When I'm sketching ideas on those graph paper pages, I feel more creative, and the ideas just flow! |
Some of the things we have in our lives, we have because we noticed them. I did the sketches in this post because, years ago, I noticed some houses in Ft. Wayne, Indiana. A sermon I once heard said what qualified Moses to lead the Israelites out of Egypt was that he noticed the burning bush, then followed up by turning aside to look at it. At the time, I thought this was not terribly remarkable, but it stuck with me. And the question I began to ask myself became: what do I notice? What makes me turn aside (and must its first words be "50% Off"?) Things in our world are tuned to a volume level of Scream so their sponsors know they'll grab our fleeting attention. They have to be, for the shows and stuff and sound-bite ideas to which they are attached need all the help they can get. How many times did I tune in to a TV show or go to a movie based on the trailer's jumbled confabulation of thrilling moments, only to realize as the credits rolled that the trailer had been the best part of the feature? It got my attention, albeit by brute force. But the larger reality is, I allowed it to get my attention. It all comes back to that thorny issue of free will. No matter how much of a hero's or victim's role I may assume as I walk through my life, I still choose what I pay my attention to.

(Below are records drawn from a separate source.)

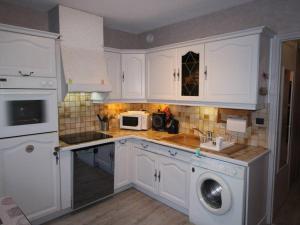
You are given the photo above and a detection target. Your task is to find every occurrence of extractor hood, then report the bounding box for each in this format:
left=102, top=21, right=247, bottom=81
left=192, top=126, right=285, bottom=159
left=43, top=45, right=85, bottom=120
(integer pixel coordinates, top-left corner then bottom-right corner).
left=49, top=5, right=112, bottom=96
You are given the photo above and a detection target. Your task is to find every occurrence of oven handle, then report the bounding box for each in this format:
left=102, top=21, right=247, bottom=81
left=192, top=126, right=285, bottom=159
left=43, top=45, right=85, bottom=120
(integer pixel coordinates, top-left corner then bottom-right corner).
left=1, top=90, right=55, bottom=95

The old joke about the mom who tells her son "we're too broke to pay attention" is never true. I'm doing an adult coloring book largely because I'm finally noticing that a lot of people who know me well have suggested it. Its subject matter, "The Storybook Neighborhood", results from something I noticed six years ago while walking my dog. This porch:
I noticed it. The colors, the plants, the buoyant hopeful exuberance of a very ordinary porch in a slightly shabby neighborhood. It got me thinking, and I began an ongoing Facebook feature called The Storybook Neighborhood. It had a nice although minor impact on my corner of Ft. Wayne, Indiana.
Things I've noticed:
The trick about noticing is the next step: pondering. Maybe that's what people who "meditate" mean, so maybe I'm not as bad at it as I've always thought, because although I don't meditate, I do ponder. And the next step after that is tricky, too: let's call it "the next step after pondering," because I hate calling it "action," because if I call it action I probably won't do it. Self-help books that exhort action freeze me in my tracks. Anyhow, after I ponder something, I often have an idea. And then sometimes I do the things the idea entails. And maybe that's action. But none of it happens if we don't notice. Our noticing is unique to us, as individual as our place in the world. I am the only person who noticed that 7AM hummingbird. A tiny wonder put on by the world for my benefit, and noticing is my job, my part in the play. Noticing demands a response, be it ever so tiny--some praise, some pondering, a drawing or a song. We have art because the artist noticed something. Let's all of us notice what falls to us to notice today.